As it begins its search for a successor to outgoing general manager Carmen E. Turner, Metro's governing board will have to find someone to lead the regional rail and bus agency through what some officials say will be one of the system's most difficult periods.

Federal money to operate Metro continues to decline, and Congress appears ready to trim the federal share of the $2.7 billion cost of building the last 13.5 miles of the planned 103-mile system.

That means the state and local governments that pass the hat to make up the difference will have to pick up more of Metro's costs, and these governments already are hurting. The District has fallen behind in its payments, forcing Metro to borrow money.

Local governments are going to have to come up with hundreds of millions of dollars in the coming years to replace and repair the aging equipment that carries about 1 million passengers a day. Higher fares and delays in service and construction are likely.

"This region will have to decide how it will finance public transportation," said Turner, who is joining the Smithsonian Institution as its chief operating officer. "The region will have to look at the money available for transportation and find the right allocation for those dollars based on some comprehensive regional plan."

Metro has always had challenges but generally has found the right manager at the right time, starting with Jackson Graham, a master builder who put the holes in the ground. Turner, the fourth chief executive, took Metro from an agency that mostly built the system to one that also had to pay more attention to operating the trains and buses.

"Certainly it's going to be a dislocation," said Mary Margaret Whipple, of Arlington, the Metro board chairman. "It's never easy to lose someone good. I'm confident Metro is a strong and able organization and the transition will be smooth."

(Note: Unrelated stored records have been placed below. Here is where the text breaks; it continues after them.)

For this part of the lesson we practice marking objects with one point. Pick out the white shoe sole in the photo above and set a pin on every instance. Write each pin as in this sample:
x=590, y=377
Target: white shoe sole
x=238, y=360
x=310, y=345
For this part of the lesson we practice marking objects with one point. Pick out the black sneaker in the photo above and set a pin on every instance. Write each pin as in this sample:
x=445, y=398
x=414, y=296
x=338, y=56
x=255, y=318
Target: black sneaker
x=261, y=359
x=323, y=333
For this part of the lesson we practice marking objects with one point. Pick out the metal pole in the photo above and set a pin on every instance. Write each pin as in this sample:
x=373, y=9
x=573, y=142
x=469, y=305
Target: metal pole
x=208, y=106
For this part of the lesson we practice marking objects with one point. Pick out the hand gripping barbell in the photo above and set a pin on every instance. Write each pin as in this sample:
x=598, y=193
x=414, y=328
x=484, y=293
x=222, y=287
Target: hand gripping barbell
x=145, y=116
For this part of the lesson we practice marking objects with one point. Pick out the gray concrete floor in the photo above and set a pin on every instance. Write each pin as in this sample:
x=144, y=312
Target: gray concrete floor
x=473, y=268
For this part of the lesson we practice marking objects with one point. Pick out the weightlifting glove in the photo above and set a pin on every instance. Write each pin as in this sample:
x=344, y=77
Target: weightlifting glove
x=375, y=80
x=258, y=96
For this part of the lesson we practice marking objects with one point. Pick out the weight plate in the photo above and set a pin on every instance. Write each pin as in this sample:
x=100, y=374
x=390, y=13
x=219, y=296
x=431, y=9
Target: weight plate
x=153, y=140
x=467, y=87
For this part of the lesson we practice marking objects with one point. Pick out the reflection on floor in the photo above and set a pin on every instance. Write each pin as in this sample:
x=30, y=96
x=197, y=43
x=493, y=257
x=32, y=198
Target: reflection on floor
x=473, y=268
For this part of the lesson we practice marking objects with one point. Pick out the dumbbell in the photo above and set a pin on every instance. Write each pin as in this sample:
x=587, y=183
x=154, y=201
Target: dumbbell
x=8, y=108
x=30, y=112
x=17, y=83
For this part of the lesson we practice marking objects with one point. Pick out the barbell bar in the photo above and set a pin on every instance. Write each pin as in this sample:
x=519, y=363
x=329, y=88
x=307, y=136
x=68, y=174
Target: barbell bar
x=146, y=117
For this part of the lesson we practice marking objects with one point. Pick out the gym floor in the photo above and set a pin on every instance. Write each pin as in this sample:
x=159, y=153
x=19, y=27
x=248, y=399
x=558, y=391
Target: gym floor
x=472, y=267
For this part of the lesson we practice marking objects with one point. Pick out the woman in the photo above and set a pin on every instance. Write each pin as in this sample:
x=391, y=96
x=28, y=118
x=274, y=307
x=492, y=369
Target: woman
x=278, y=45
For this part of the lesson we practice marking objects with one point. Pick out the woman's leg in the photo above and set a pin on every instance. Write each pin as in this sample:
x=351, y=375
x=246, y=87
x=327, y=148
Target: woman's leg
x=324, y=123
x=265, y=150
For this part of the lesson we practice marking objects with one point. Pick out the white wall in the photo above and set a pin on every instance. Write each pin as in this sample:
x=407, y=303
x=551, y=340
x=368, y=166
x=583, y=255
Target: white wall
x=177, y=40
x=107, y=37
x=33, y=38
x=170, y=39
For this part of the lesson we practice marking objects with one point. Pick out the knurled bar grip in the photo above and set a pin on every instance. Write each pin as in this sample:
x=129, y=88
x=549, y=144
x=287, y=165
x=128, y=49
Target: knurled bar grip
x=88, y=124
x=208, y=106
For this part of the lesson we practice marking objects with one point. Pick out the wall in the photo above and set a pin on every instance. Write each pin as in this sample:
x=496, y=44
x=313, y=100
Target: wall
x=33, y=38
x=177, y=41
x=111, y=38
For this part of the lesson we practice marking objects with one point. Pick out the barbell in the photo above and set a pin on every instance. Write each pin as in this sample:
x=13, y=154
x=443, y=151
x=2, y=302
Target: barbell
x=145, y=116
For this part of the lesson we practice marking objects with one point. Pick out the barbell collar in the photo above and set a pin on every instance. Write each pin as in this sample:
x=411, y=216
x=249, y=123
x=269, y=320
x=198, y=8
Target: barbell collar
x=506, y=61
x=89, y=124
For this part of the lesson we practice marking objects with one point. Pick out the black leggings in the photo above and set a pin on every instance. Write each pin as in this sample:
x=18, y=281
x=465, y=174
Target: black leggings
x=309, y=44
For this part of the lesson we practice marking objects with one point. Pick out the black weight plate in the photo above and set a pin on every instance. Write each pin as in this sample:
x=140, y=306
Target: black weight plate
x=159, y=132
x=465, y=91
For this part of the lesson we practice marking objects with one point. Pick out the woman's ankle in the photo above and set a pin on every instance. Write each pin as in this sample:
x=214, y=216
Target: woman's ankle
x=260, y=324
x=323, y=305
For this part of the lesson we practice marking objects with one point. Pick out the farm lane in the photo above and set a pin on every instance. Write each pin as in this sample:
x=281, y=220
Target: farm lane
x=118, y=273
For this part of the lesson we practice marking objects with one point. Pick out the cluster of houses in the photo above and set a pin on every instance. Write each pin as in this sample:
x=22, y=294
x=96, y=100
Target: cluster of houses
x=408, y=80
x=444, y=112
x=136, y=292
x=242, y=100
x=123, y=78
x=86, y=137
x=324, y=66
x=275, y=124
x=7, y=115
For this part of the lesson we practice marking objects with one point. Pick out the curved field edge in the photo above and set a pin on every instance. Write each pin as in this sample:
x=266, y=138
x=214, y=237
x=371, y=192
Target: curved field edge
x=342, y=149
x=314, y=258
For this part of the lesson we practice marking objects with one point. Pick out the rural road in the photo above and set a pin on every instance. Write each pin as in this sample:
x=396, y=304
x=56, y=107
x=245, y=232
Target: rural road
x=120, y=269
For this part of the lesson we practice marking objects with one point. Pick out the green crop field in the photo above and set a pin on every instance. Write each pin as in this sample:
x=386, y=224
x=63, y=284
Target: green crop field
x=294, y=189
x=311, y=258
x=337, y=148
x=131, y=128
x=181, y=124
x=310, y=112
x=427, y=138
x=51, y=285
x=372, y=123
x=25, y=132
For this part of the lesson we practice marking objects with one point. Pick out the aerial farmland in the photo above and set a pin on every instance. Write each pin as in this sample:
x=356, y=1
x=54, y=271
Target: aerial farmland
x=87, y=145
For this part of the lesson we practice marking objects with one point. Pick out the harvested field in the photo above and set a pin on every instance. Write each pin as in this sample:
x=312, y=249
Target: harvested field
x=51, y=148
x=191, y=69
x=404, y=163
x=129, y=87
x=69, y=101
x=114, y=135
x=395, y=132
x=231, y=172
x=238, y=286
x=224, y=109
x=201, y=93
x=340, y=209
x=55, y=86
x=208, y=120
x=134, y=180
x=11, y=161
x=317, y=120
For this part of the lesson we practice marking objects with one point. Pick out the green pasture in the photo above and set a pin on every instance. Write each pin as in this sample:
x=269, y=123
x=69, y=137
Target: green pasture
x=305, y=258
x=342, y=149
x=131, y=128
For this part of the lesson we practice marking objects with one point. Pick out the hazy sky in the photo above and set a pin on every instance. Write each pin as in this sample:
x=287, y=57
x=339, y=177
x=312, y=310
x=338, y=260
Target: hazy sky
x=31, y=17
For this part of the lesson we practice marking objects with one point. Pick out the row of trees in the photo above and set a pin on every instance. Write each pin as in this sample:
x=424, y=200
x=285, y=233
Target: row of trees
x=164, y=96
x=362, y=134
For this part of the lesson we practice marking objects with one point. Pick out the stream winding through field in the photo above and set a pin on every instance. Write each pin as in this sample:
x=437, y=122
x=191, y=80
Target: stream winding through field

Given the prestige and visibility of managing the transit system in the nation's capital, officials expect that several people will apply for Turner's job, which now pays $109,000 a year but likely would pay more to attract a new manager. A search committee is expected to be named soon; Turner leaves in mid-December after seven years as Metro manager.

"It won't be an easy or quick task replacing Carmen Turner," said Jack Gilstrap, executive director of the American Public Transit Association. He said that many top managers have contractual obligations that would prevent them from leaving immediately for Metro.

Inside the organization, there are no obvious candidates who have been groomed to succeed Turner. As for the two finalists from 1983 who competed before Turner was chosen, William A. Boleyn is nearing retirement as Metro's finance manager and Theodore Weigle has recently taken a job with Bechtel, the giant international engineering firm. Weigle said he will not seek the post.

Part of Turner's success, especially in unifying Metro's 9,000-member work force, is the symbolic role she provided to women and blacks, some officials said. The Metro board isn't necessarily looking for a member of a minority to replace Turner, board members said, but there are a few in high places in other transit agencies.

Shirley A. DeLibero, who headed Metro's bus operations from 1982 to 1986, became general manager of New Jersey Transit last month. She could not be reached; most of the transit industry is attending its annual convention in Houston, where Turner's resignation caught the industry by surprise.

The operations manager of Seattle's Metro system and two senior officials of the Detroit area's transit agency also are minorities.

"I think someone's sex and race are less important than their personal skills," Whipple said. "Clearly the position is open to all."

Turner said that she did not have someone in mind to replace her, but that she would be involved in finding her successor.

Though Metro's general manager is the top executive in the organization, much of the day-to-day managing is done by seven department heads. This has freed Turner for the important and time-consuming job of dealing with the board, local and state officials, Congress and the Bush administration. The manager, then, is expected to be skilled not only at administration of the Metro bureaucracy but also personal lobbying, at which Turner excelled.

She set a new standard for Metro's dealings with organized labor that her successor will be expected to continue. Under Turner, transit workers agreed to three contracts, all of which were negotiated between Metro management and the transit workers union, avoiding binding arbitration.

"I wouldn't want to turn the clock back to the days before Carmen was manager," said James M. "Tommy" Thomas, president of the local transit workers union, which represents two-thirds of Metro employees.

Whoever succeeds Turner also will take over an agency that is beginning some serious soul-searching about its future role in the region. For example, should the rail system be expanded beyond 103 miles and should light rail connections to Metro be built?

"Metro needs to come to terms with how it views itself with the outside world," said board member Cleatus E. Barnett, of Montgomery County.

Another future worry is maintenance. The rail system is 14 years old; Metrobus was created 17 years ago. Repairs already are being deferred, and Metro estimates it will need more than $600 million over the next five years for capital needs but can cover only one-third of that from existing sources.